Suppose there is a single Poisson variable, $$Y \mid \theta, x \sim \operatorname{Poisson}(\theta x), \\ \Pr[Y = y \mid \theta, x] = e^{-\theta x} \frac{(\theta x)^y}{y!}, \quad y = 0, 1, 2, \ldots,$$ where $\theta$ is the parameter of interest, and $x$ is some known constant. So for instance, if we know $x = 2$, and we observe $Y = 100$, this would suggest that $\theta$ would be "large," at least compared to a scenario where we observe $Y = 1$. The reason is because the Poisson mean is $$\operatorname{E}[Y \mid \theta, x] = \theta x = 2\theta.$$ So we would surmise that if we observe $Y = 100$, $\theta$ is much more likely to be around $50$; but if $Y = 1$, it is more likely that $\theta$ is around $0.5$. So even if we only see one observation from this Poisson distribution, it gives us some information about what $\theta$ could be.

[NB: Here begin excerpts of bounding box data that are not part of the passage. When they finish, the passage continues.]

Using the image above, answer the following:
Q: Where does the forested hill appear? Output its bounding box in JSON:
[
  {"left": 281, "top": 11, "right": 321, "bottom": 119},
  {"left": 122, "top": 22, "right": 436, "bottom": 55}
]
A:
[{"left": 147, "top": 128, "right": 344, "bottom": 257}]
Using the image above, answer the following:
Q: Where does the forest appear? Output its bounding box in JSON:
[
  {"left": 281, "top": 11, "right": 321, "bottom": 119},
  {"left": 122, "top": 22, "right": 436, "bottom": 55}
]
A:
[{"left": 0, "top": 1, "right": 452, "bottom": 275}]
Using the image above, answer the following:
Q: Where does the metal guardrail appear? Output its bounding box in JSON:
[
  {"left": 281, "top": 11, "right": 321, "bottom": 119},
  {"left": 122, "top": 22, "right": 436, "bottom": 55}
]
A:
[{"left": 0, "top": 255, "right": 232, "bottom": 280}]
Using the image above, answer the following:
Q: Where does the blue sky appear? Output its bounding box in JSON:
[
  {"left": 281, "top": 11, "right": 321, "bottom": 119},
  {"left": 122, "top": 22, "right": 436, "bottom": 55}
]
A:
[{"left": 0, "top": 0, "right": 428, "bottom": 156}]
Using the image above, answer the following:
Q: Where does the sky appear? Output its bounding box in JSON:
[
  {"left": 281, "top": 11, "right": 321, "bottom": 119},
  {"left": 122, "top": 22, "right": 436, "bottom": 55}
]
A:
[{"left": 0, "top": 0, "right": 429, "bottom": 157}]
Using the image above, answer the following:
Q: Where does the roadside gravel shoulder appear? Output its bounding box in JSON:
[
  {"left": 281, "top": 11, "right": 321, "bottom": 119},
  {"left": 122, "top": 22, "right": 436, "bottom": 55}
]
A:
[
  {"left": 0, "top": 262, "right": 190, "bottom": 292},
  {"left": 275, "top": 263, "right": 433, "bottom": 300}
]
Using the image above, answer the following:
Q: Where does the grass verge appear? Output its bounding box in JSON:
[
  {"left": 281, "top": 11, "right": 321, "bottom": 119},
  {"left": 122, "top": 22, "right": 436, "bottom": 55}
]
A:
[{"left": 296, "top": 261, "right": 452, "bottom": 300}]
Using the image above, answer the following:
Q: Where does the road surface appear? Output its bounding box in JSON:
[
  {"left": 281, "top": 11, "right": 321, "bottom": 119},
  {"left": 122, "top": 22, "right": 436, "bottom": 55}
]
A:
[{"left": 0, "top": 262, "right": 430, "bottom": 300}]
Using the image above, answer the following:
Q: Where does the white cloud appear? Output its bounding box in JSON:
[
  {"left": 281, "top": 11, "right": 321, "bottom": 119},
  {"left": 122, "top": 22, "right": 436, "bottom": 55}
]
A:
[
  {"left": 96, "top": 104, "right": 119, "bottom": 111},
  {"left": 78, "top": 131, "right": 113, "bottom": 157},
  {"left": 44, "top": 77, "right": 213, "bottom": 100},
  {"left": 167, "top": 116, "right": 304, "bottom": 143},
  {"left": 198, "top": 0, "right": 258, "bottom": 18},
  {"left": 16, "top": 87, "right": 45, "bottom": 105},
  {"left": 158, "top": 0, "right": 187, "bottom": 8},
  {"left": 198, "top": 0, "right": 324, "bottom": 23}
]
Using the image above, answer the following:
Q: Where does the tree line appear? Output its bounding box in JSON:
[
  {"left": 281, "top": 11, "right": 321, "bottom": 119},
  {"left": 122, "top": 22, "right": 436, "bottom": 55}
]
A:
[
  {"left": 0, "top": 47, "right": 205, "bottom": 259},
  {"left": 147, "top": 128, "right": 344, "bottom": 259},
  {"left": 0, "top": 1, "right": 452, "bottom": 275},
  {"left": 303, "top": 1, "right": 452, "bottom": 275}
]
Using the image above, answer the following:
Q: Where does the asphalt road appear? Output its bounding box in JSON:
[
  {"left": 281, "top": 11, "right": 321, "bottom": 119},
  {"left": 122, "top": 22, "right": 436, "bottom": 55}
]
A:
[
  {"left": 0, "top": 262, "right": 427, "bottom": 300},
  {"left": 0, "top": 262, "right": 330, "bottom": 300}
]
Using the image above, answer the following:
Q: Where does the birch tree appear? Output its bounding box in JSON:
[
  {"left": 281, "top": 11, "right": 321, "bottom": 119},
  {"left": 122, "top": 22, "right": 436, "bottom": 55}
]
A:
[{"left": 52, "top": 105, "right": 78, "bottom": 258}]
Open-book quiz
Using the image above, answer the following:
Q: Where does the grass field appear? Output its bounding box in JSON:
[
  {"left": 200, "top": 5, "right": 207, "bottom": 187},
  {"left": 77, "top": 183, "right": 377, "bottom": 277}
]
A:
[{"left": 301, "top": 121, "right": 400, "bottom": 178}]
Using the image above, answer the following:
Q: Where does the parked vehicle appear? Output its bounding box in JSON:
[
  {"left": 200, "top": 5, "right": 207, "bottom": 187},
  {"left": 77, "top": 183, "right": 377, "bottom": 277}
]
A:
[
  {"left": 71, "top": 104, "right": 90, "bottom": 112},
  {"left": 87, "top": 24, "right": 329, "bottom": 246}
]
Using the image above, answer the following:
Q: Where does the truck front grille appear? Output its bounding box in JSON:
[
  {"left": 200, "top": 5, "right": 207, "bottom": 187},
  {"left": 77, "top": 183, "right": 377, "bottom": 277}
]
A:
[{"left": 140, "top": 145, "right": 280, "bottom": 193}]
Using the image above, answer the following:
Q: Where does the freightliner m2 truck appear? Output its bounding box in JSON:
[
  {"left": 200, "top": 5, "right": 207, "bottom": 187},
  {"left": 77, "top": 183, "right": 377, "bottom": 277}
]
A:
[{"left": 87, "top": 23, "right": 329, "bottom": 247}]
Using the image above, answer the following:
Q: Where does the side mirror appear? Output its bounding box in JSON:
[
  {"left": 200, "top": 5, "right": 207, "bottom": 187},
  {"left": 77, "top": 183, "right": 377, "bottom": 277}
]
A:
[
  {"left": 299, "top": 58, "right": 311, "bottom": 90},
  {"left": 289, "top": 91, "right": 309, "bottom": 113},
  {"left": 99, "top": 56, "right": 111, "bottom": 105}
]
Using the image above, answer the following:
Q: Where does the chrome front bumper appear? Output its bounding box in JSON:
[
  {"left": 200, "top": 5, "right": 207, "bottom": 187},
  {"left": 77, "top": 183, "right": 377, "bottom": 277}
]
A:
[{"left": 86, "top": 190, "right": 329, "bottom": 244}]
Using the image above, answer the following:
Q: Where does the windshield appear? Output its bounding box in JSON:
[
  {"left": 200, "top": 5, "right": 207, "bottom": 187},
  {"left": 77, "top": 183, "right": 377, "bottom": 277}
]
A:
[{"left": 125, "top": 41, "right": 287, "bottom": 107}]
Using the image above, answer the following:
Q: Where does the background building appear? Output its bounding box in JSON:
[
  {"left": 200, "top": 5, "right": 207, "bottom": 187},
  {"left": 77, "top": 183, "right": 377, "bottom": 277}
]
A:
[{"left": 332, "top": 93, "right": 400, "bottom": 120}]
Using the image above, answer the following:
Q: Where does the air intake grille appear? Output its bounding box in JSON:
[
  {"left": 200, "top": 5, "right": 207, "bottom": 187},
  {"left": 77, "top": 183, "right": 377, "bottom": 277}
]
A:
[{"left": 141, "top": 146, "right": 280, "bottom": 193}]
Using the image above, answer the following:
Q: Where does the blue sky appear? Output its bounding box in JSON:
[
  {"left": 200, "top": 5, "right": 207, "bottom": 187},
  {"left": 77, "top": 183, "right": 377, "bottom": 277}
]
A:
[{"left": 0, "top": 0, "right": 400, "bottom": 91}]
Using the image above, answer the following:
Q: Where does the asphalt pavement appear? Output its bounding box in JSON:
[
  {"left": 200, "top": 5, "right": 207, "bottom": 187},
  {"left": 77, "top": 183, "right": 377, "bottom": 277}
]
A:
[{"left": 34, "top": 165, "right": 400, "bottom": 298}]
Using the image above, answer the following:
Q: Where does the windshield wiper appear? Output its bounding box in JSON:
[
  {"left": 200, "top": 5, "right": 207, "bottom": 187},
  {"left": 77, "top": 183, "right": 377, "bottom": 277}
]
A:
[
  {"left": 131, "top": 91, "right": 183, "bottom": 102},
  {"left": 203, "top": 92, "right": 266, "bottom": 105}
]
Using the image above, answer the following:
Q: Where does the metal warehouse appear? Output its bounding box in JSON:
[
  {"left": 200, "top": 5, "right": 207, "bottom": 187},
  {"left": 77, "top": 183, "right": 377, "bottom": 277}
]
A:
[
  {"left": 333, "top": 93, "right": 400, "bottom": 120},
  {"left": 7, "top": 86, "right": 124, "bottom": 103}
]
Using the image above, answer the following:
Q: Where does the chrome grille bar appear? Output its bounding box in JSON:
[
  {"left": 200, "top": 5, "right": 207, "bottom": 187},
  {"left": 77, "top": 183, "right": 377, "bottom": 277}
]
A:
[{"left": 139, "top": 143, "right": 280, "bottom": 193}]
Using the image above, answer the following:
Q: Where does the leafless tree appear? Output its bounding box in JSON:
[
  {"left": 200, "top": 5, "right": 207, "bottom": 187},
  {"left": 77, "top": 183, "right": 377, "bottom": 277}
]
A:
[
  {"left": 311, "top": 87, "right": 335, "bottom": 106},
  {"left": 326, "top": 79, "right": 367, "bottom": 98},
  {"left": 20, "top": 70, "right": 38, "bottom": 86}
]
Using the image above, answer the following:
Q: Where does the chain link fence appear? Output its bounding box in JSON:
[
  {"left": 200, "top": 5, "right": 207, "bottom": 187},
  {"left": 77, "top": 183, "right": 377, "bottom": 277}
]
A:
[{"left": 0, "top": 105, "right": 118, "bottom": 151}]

Now, the central theme in Bayesian inference is that the data we observe is fixed, and the parameters are random variables. The subtlety here is that before the data is observed, they are presumed to follow some kind of parametric distribution. Once the data are realized, they are no longer random but fixed. Subsequent observations update our beliefs about the distribution of the parameters of interest. In order to model this behavior, we suppose that $\theta$ follows some prior distribution, and the act of observing the data allows us to update this distribution, which is called the posterior distribution.

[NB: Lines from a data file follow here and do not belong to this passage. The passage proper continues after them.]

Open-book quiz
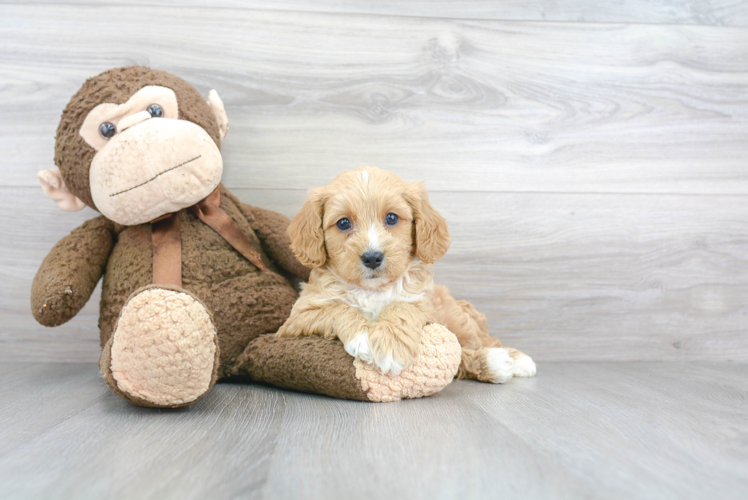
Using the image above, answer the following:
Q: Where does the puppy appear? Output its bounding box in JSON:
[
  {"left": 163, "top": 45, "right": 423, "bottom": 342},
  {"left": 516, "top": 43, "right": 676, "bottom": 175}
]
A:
[{"left": 278, "top": 167, "right": 535, "bottom": 383}]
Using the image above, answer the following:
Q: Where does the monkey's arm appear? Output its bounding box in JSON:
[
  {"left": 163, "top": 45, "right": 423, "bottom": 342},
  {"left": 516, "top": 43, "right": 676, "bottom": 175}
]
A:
[
  {"left": 240, "top": 203, "right": 309, "bottom": 281},
  {"left": 31, "top": 216, "right": 115, "bottom": 326}
]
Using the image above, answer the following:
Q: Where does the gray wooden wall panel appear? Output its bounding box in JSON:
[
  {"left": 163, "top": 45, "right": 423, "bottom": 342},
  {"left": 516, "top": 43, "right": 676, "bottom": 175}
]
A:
[
  {"left": 0, "top": 0, "right": 748, "bottom": 26},
  {"left": 0, "top": 6, "right": 748, "bottom": 194},
  {"left": 0, "top": 2, "right": 748, "bottom": 361}
]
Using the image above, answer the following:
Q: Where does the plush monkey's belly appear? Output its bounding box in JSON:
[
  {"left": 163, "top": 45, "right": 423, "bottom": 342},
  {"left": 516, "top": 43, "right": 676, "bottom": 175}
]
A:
[{"left": 99, "top": 204, "right": 297, "bottom": 376}]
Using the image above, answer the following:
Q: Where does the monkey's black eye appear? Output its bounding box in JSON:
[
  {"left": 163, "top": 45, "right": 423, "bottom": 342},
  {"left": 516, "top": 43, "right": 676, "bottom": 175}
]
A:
[
  {"left": 99, "top": 122, "right": 117, "bottom": 139},
  {"left": 146, "top": 104, "right": 164, "bottom": 118}
]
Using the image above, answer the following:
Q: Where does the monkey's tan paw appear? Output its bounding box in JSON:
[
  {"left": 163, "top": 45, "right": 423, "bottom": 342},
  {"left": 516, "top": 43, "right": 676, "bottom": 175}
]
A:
[
  {"left": 100, "top": 286, "right": 218, "bottom": 407},
  {"left": 353, "top": 324, "right": 462, "bottom": 402}
]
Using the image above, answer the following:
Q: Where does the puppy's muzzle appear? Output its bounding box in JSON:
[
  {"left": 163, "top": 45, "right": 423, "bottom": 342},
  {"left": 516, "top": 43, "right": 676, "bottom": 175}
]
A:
[{"left": 361, "top": 252, "right": 384, "bottom": 269}]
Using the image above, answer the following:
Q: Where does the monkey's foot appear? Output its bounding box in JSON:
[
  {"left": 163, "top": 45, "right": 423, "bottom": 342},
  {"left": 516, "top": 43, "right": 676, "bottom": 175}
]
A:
[{"left": 99, "top": 285, "right": 218, "bottom": 408}]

So for this question, we presume that $\theta$ follows a gamma distribution with hyperparameters $a, b$: $$\theta \sim \operatorname{Gamma}(a,b), \\ f(\theta \mid a,b) = \frac{b^a \theta^{a-1} e^{-b\theta}}{\Gamma(a)}, \quad \theta > 0.$$ We are free to choose $a, b$ in accordance to our prior beliefs about how $\theta$ is distributed. For example, the prior mean for $\theta$ is $\operatorname{E}[\theta] = a/b$, and the variance is $\operatorname{Var}[\theta] = a/b^2$. So if if we are relatively uncertain about $\theta$, we might want to choose a large $a$ and a small $b$.

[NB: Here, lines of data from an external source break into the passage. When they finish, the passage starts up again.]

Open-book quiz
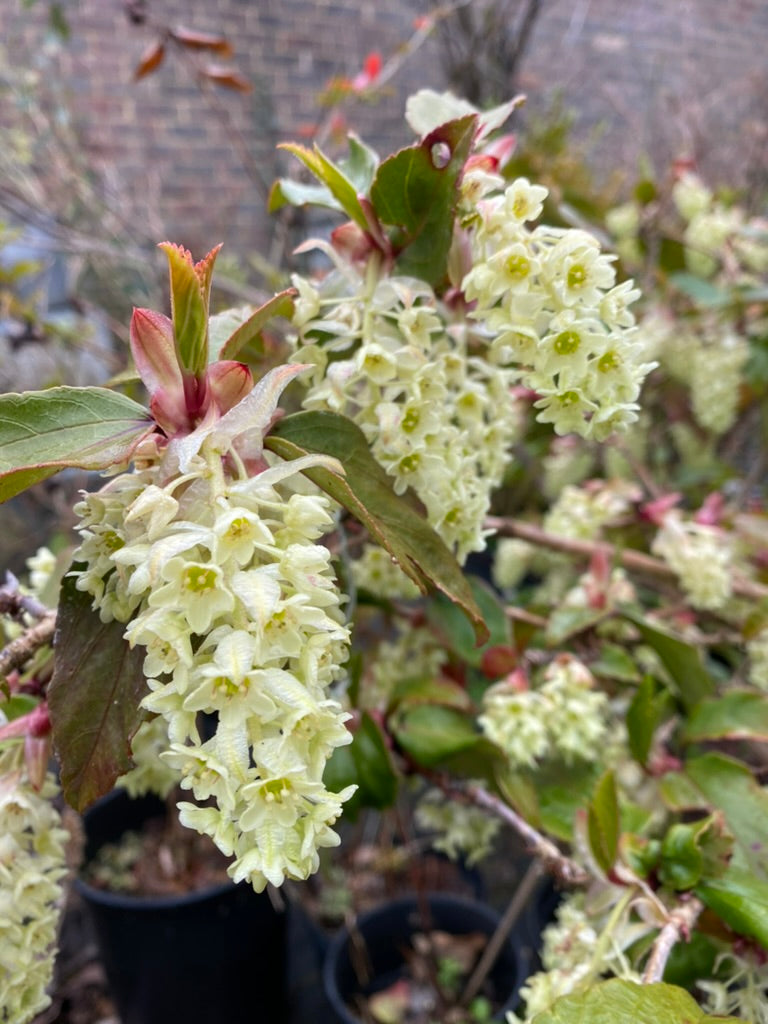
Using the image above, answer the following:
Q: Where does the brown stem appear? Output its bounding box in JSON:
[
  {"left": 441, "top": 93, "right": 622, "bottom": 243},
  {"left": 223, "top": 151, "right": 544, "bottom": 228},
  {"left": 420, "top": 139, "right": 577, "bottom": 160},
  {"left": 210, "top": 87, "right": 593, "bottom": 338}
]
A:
[
  {"left": 442, "top": 777, "right": 589, "bottom": 886},
  {"left": 0, "top": 611, "right": 56, "bottom": 678},
  {"left": 459, "top": 860, "right": 542, "bottom": 1007},
  {"left": 643, "top": 898, "right": 703, "bottom": 985},
  {"left": 485, "top": 516, "right": 768, "bottom": 601}
]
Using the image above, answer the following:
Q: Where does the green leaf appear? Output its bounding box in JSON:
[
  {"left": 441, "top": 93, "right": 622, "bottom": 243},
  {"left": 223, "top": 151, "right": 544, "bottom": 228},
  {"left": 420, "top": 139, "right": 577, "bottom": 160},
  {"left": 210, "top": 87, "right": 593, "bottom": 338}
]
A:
[
  {"left": 267, "top": 178, "right": 343, "bottom": 213},
  {"left": 324, "top": 712, "right": 397, "bottom": 814},
  {"left": 685, "top": 753, "right": 768, "bottom": 882},
  {"left": 341, "top": 133, "right": 379, "bottom": 196},
  {"left": 627, "top": 676, "right": 667, "bottom": 765},
  {"left": 496, "top": 762, "right": 544, "bottom": 839},
  {"left": 531, "top": 978, "right": 743, "bottom": 1024},
  {"left": 545, "top": 608, "right": 607, "bottom": 647},
  {"left": 683, "top": 690, "right": 768, "bottom": 743},
  {"left": 279, "top": 142, "right": 369, "bottom": 231},
  {"left": 530, "top": 761, "right": 600, "bottom": 843},
  {"left": 208, "top": 288, "right": 296, "bottom": 362},
  {"left": 657, "top": 813, "right": 733, "bottom": 890},
  {"left": 670, "top": 271, "right": 733, "bottom": 306},
  {"left": 389, "top": 670, "right": 472, "bottom": 711},
  {"left": 371, "top": 115, "right": 477, "bottom": 285},
  {"left": 625, "top": 612, "right": 715, "bottom": 711},
  {"left": 160, "top": 242, "right": 210, "bottom": 377},
  {"left": 264, "top": 413, "right": 488, "bottom": 643},
  {"left": 694, "top": 867, "right": 768, "bottom": 949},
  {"left": 658, "top": 771, "right": 709, "bottom": 811},
  {"left": 0, "top": 387, "right": 155, "bottom": 502},
  {"left": 392, "top": 705, "right": 482, "bottom": 768},
  {"left": 427, "top": 577, "right": 511, "bottom": 669},
  {"left": 0, "top": 693, "right": 40, "bottom": 722},
  {"left": 664, "top": 932, "right": 720, "bottom": 988},
  {"left": 48, "top": 577, "right": 146, "bottom": 812},
  {"left": 587, "top": 771, "right": 620, "bottom": 874},
  {"left": 590, "top": 643, "right": 641, "bottom": 683}
]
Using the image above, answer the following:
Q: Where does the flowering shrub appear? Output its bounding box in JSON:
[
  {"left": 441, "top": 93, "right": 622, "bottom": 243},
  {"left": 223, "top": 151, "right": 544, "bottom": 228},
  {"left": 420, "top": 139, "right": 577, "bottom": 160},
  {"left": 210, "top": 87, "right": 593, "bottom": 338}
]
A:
[{"left": 0, "top": 94, "right": 768, "bottom": 1024}]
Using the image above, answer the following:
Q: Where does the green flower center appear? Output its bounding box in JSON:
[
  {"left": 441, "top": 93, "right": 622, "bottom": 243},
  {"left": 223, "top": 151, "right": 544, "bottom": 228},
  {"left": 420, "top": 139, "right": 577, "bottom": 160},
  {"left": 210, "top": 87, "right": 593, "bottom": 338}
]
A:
[
  {"left": 552, "top": 331, "right": 582, "bottom": 355},
  {"left": 512, "top": 196, "right": 528, "bottom": 219},
  {"left": 597, "top": 349, "right": 621, "bottom": 374},
  {"left": 261, "top": 778, "right": 291, "bottom": 803},
  {"left": 213, "top": 676, "right": 243, "bottom": 697},
  {"left": 102, "top": 529, "right": 125, "bottom": 551},
  {"left": 400, "top": 409, "right": 421, "bottom": 434},
  {"left": 397, "top": 452, "right": 421, "bottom": 473},
  {"left": 226, "top": 516, "right": 251, "bottom": 541},
  {"left": 505, "top": 253, "right": 530, "bottom": 281},
  {"left": 183, "top": 565, "right": 216, "bottom": 594},
  {"left": 557, "top": 391, "right": 579, "bottom": 407},
  {"left": 568, "top": 263, "right": 587, "bottom": 288}
]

Now, by Bayes' rule, we have $$f(\theta \mid Y = y, x, a, b) = \frac{\Pr[Y = y \mid \theta, x]f(\theta \mid a, b)}{\Pr[Y = y]}.$$ But since the denominator is not a function of $\theta$, we can also write this as $$f(\theta \mid Y = y, x, a, b) \propto \Pr[Y = y \mid \theta, x]f(\theta \mid a, b).$$ That is to say, the posterior density of $\theta$ given the observation $Y = y$ is proportional to the probability of observing $Y = y$ given $\theta$, times the prior density of $\theta$. This makes sense because the RHS is a likelihood of $\theta$ given the data. Concretely, $$f(\theta \mid Y = y, x, a, b) \propto e^{-\theta x} \frac{(\theta x)^y}{y!} \cdot \frac{b^a \theta^{a-1} e^{-b \theta}}{\Gamma(a)}.$$ The key to understanding this expression is to regard every variable except for $\theta$ as a constant, and trying to see what probability distribution $\theta$ looks like. Specifically, we can ignore any factors that are constants with respect to $\theta$: $$f(\theta \mid Y = y, x, a, b) \propto e^{-\theta x} \theta^y \theta^{a-1} e^{-b \theta} = e^{-(b+x)\theta} \theta^{a+y-1}.$$ This looks like a gamma distribution with shape $a+y$, and rate $b+x$, since such a density would be $$\frac{(b+x)^{a+y} \theta^{a+y-1} e^{-(b+x)\theta}}{\Gamma(a+y)}.$$ The extra factors $(b+x)^{a+y}$ and $\Gamma(a+y)$ are constants with respect to $\theta$. So the posterior distribution of $\theta$ given a single observation $Y = y$ is also gamma distributed, but the posterior hyperparameters are $$a^* = a+y, \quad b^* = b+x.$$
For example, suppose $x = 2$ as above. Our prior belief about $\theta$ is uncertain, so say we choose $a = 10$, $b = 0.25$. If we observe $Y = 18$, then our posterior hyperparameters become $$a^* = 10 + 18 = 28, \quad b^* = 0.25 + 2 = 2.25.$$
So now that we have gone through the simple case, how would we generalize to the case where we have multiple data points? The key is to note that the sum of the observations $$\sum_{i=1}^n Y_i \sim \operatorname{Poisson}\left(\theta \sum_{i=1}^n x_i \right).$$ In other words, the sum of independent Poisson random variables, with rates $\theta x_i$, is Poisson with rate equal to the sum of the rates. Then we can treat the sample as equivalent to a single observation from a Poisson distribution with modified rate, and perform our posterior density calculation on this observation.